The rain-clouds hung low. Remnants of snow rested on the boughs of the silver fir. The banner of the establishment was furled round its staff. A low murmur of voices rose from the rest-hall, whence last year, at much about this time, the voice of Herr Albin had risen to Hans Castorp’s ear. The cure was going on, the patients sat there with soon-chilled faces and fingertips. To him all this was long-established habit, the inevitable course of life; he knew the gratitude of the settled patient for the blessing of being able to lie, snugly ensconced, and think everything over at leisure.
So it was settled, Joachim was to go. Rhadamanthus had released him; not rite, not with a clean bill of health, yet half approvingly, on the ground, and in recognition, of his constant spirit. He would go down: first with the narrow-gauge road as far as Landquart, then to Romanshorn, then across the wide, bottomless lake, over which in the legend the rider rode, across all Germany, and home. He would stop there, in the valley world, among men with no notion of the way to live, ignorant of “measuring” and of the whole ritual of rug-wrapping, of fur sleeping-sacks, of the three daily walks, of—it was hard to say, hard to count all the things of which those down below stood in blank ignorance; but the mere picture of Joachim, after a year and a half up here, living in the darkness of that flat-landish incomprehension—a picture only of Joachim, with hardly the faintest hypothetical reference to Hans Castorp himself—so bewildered the young man that he closed his eyes and waved it away with a motion of the hand, murmuring: “Impossible!”

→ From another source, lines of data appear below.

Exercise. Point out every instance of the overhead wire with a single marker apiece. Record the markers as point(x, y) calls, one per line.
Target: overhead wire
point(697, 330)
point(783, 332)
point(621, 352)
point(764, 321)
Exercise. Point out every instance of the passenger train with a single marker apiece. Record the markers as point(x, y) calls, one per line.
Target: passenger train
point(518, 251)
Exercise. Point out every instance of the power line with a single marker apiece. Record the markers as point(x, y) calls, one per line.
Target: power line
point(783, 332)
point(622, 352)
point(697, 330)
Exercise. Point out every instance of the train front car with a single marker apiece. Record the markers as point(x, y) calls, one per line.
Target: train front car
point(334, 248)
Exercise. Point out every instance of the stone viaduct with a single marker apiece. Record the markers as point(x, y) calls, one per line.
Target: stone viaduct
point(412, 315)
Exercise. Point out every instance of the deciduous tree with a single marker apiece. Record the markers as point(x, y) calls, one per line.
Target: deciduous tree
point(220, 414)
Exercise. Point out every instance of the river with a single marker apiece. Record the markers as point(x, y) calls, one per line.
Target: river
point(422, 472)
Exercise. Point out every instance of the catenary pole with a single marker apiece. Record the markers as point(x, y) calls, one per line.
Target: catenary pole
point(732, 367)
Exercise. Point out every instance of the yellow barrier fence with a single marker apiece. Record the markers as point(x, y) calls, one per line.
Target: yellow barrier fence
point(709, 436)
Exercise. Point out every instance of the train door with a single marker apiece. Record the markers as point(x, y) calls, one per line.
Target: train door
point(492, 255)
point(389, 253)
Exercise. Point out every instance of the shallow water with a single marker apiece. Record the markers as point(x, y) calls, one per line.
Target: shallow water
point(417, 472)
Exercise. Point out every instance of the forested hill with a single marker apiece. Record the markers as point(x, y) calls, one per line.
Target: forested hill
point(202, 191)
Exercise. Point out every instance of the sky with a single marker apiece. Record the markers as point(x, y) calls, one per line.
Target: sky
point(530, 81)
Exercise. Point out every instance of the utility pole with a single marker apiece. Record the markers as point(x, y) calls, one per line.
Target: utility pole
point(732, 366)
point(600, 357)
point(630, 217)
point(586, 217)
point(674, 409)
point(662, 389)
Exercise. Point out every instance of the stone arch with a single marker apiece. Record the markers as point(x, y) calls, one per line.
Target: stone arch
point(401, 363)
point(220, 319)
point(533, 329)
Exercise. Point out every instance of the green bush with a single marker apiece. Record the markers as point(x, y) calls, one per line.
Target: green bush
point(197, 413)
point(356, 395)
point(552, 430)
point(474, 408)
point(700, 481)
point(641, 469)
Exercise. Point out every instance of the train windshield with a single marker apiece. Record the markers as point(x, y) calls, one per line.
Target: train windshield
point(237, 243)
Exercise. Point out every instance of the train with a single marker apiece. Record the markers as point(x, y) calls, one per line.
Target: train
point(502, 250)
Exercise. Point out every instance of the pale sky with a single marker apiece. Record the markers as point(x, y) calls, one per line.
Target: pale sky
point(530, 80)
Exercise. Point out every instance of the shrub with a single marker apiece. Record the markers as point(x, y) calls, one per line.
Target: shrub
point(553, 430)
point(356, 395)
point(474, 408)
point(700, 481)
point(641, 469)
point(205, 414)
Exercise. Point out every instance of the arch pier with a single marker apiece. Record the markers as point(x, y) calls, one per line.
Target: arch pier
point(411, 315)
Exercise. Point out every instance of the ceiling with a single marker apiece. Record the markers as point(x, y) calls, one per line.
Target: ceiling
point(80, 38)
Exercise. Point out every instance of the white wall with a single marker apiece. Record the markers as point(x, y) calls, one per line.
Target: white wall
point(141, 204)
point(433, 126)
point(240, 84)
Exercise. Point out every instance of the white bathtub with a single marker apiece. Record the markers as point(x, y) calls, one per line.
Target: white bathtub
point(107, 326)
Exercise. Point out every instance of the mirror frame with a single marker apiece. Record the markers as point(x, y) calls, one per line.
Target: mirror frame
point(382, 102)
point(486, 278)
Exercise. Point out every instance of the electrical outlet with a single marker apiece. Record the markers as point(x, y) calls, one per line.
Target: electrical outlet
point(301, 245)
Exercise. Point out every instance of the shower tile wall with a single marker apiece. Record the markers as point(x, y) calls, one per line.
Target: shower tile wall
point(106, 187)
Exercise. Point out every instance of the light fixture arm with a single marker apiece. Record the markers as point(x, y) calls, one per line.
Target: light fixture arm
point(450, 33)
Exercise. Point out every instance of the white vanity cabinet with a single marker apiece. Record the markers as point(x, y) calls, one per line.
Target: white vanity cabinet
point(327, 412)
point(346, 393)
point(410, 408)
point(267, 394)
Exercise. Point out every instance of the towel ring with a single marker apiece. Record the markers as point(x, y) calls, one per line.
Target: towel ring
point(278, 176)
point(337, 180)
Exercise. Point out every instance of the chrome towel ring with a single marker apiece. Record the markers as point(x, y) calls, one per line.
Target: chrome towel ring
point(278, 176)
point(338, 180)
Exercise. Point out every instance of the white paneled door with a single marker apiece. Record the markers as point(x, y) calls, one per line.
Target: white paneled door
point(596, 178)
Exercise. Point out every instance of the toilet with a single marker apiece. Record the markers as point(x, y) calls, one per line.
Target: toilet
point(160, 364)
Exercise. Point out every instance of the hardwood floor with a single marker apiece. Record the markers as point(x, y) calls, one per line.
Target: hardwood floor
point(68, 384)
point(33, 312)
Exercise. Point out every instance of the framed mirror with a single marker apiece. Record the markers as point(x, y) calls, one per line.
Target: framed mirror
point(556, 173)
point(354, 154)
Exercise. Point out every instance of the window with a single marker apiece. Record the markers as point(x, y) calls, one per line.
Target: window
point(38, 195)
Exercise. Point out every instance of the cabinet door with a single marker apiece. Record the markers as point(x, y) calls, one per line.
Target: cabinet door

And since it was impossible, he would live on up here, alone, without Joachim? Yes, it came to that. How long? Until Behrens discharged him cured—in earnest, that is, not as he had today. But that was so indefinite a time-limit that he could no more prophesy it than could Joachim, on a like occasion long ago. Again, would the impossible by then have become any more possible? On the contrary, Joachim’s rash departure did—in honesty—offer his cousin a support, now, before the impossible should become utterly so, a guide and companion on a path which of himself he would never, never find again. Ah, if one consulted humanistic pedagogy, how humanistic pedagogy would adjure him to take the hand and accept the offered guidance! But Herr Settembrini was only a representative—of things and forces worth hearing about, it was true, but not the only forces there were. And with Joachim it was the same. He was a soldier. He was leaving—almost at the very time set for the return of the high-breasted one, for it was known that she would return in October. While the departure of the civilian Hans Castorp became impossible precisely because he had to wait for Clavdia Chauchat, whose return, as yet, was not even thought of. “I don’t look at it in that light,” Joachim had answered when Rhadamanthus talked about desertion—though as far as Joachim was concerned that had probably only been some of the Hofrat’s melancholic maundering. But for him, the civilian, the thing was different. For him—ah, here was the right idea, the thought which he had set himself to evolve, as he lay out in the cold and damp—for him the real desertion would lie in his taking advantage of the occasion to dash off unlawfully—or half unlawfully—to the flat-land. It would be the abandonment of certain comprehensive responsibilities which had grown up out of his contemplation of the image called Homo Dei; it would be the betrayal of that appointed task of “stocktaking,” that hard and harassing task, which was really beyond the powers native to him, but yet afforded his spirit such nameless and adventurous joys; that task it was his duty to perform, here in his chair, and up there in his blue-blossoming retreat.
He tore the thermometer out of his mouth, violently as never before save when the Oberin had sold him the toy and he had first used it. He looked at it with the same avid curiosity now as then. Ah, Mercurius had indeed bounded upwards: he stood at 100.5°, almost .6°.
Hans Castorp threw off his covers, sprang up and strode to the corridor door and back. Then he lay down again, called softly to Joachim, and asked him what he measured.
“I’m not measuring any more,” replied his cousin.
“Well, I’ve some temperament,” Hans Castorp said, emulating Frau Stöhr; Joachim, behind the glass pane, answered never a word.
He said no more, on that day or the following; made no effort to find out his cousin’s plans—which would, indeed, be driven to declare themselves in no long time, by his either taking certain steps or refraining from them.